J'avais dit que c'était mon dernier jour de travail, le samedi précédent. Les patients compréhensifs, il était temps!, ou pas mais il nous restait que 2 séances, c'est dommage... ça se passe si mal que ça? Non, non, je suis même toute bien, mais à 5 semaines de la "date officielle" je ressentais l'envie de ce tête à tête, d'un temps à notre sauce. Puis bon, finalement juste une semaine de rab dans le centre où on m'accueille toujours généreusement, le temps de finir comme il faut les projets en cours, de faire des vrais au revoir à ces enfants aux histoires trop rupturées déjà... Et vendredi soir c'était vraiment fini, la bulle pourra commencer. J'irai voir cette sage-femme parler et ça ne pouvait pas mieux commencer ce congé mat, non? Ça nous veillera forcément d'une bonne lumière pour la suite... J'y pense devant ma trop matinale tasse de matcha et ce morceau de gâteau, fait tout vite fait alors que le risotto d'aubergines cuisait. The "i want chocolate" chocolate cake, oui c'était tout à fait ça! Je rentrais d'un rendez-vous chronophagiquement inutile, un peu exaspérée qu'on me l'impose -1h et quelque de route pour qu'un anesthésiste coche une case qui disait non sur son formulaire et me parle de sa toute proche retraite-,  même si je crache dans la soupe vivant une grossesse si loin du monde médicale... 

Matin miel de ronce de châtaignier, portes ouvertes surtout pour le goût des oiseaux, car les pieds nus sont encore un peu froids.
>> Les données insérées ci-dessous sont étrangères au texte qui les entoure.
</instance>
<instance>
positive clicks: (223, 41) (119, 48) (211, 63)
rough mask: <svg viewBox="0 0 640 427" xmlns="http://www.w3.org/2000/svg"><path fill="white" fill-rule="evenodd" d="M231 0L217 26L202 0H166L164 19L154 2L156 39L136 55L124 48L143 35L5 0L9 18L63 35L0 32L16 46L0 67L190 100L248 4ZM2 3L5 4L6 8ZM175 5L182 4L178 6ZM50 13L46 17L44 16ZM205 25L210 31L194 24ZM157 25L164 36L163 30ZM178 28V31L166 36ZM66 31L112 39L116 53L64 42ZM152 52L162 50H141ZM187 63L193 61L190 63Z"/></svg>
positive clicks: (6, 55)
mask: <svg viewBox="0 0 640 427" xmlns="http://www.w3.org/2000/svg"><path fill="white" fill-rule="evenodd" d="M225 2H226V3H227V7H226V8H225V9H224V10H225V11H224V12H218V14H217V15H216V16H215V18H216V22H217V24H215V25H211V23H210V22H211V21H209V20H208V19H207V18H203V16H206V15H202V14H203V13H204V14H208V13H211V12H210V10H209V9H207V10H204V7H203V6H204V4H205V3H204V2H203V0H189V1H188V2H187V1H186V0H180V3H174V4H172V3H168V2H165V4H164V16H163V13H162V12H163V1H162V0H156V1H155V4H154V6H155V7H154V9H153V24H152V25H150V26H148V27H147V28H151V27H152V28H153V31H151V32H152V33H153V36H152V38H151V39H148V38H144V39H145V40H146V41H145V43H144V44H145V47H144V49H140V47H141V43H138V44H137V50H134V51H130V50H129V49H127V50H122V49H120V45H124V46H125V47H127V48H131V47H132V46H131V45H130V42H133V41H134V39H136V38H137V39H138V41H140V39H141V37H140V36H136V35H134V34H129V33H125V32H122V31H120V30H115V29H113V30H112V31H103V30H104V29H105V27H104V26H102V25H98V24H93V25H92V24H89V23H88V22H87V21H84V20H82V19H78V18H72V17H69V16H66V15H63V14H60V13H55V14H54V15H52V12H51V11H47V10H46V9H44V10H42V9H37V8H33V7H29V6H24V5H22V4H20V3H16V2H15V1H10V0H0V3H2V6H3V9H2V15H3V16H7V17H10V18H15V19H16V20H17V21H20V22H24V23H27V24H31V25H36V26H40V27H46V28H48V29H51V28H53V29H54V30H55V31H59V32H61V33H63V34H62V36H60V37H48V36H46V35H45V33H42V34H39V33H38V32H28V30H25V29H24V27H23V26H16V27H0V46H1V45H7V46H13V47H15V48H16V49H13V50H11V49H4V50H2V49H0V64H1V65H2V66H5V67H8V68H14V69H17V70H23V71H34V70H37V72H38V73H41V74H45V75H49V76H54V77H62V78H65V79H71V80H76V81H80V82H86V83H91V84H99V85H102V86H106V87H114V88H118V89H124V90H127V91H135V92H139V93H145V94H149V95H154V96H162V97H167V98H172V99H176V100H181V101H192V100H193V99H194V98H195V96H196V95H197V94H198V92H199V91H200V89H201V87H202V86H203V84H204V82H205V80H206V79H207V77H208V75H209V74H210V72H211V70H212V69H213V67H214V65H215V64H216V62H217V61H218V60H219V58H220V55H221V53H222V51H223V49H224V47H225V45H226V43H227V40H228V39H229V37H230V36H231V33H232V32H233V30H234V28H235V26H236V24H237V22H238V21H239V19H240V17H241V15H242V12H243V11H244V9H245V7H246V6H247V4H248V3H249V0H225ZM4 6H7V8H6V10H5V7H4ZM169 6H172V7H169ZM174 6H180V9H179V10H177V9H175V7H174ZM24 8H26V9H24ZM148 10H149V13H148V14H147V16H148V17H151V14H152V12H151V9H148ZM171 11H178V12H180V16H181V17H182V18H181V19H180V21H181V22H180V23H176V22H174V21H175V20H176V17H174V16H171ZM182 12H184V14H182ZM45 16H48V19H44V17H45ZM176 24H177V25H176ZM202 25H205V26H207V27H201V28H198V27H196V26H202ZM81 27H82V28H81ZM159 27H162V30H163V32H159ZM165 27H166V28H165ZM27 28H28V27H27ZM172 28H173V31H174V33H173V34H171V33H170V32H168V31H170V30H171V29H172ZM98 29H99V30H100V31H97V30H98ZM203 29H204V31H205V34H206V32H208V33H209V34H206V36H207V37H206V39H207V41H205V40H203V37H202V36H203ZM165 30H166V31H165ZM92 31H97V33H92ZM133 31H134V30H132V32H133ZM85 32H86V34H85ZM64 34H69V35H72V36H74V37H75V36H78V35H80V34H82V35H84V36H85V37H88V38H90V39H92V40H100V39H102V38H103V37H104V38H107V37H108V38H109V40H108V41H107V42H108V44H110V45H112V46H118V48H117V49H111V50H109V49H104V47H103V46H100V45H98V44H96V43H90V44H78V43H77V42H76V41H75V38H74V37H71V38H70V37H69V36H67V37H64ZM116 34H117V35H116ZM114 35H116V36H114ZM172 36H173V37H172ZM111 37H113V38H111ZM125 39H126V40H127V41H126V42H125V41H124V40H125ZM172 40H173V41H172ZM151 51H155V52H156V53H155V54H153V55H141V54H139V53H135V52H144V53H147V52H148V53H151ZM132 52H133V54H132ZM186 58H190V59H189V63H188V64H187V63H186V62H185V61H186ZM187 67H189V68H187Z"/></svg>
Lui est parti se recoucher fâché, c'est vrai que la nuit a -encore- été chaotique... Hier on est parti en goguette, à la ville et son petit marché bio, pour le miel, quelques plantes, le pain fait sans électricité qu'on retrouve à chaque petite manifestation de ce genre, et surtout une glace une-boule-rhubarbe-une-boule-mirabelle s'il vous plaît délicieuse. Eux avaient choisi cerise et en ont gardé les joues délicieusement rosées toute la journée. Pour les plantes, seulement un petit couvre sol pour le coin à l'ombre et un coeur de Marie en pensant à ma mère dont c'était la fleur préférée. Ici j'ai de telles marraines bonnes fées question jardin (marraines  tout court d'ailleurs), dont je repars toujours toute chargée, acheter une plante c'est presque incongru. On me raconte où mettre les oreilles d'ours, les groseillers à fleurs, et est-ce que je voudrais des graines d'ancolies aussi? Je suis tombée amoureuses de ces fleurs aux jupons désuets, alors oui oui oui. 

Une liste de projets pour cette journée ? Pas sûre, même s'il faudrait que ce potager gagne quelques rangées, refaire une session broyeur puis le disperser autour des herbes, et ces semis, est-ce qu'il n'est pas temps de les mettre en terre? Full time job que ce jardin et les projets qui vont avec. Hier j'ai remis d'autres pieds de rhubarbe - on doit bien frôler la vingtaine maintenant - tâtonnant sur l'emplacement à leur réserver, vraiment ils font plutôt la tête. Tout le monde s'était levé bien trop tôt, on avait même mis un peu de gelée de groseilles pour adoucir le petit déjeuner brumeux. Peut-être que le petit gilet sera fini ce soir, pour le petit colis qu'il sera si bon de faire partir vers l'amie et son bébé tout neuf, très bientôt. C'est bon ces temps généreux.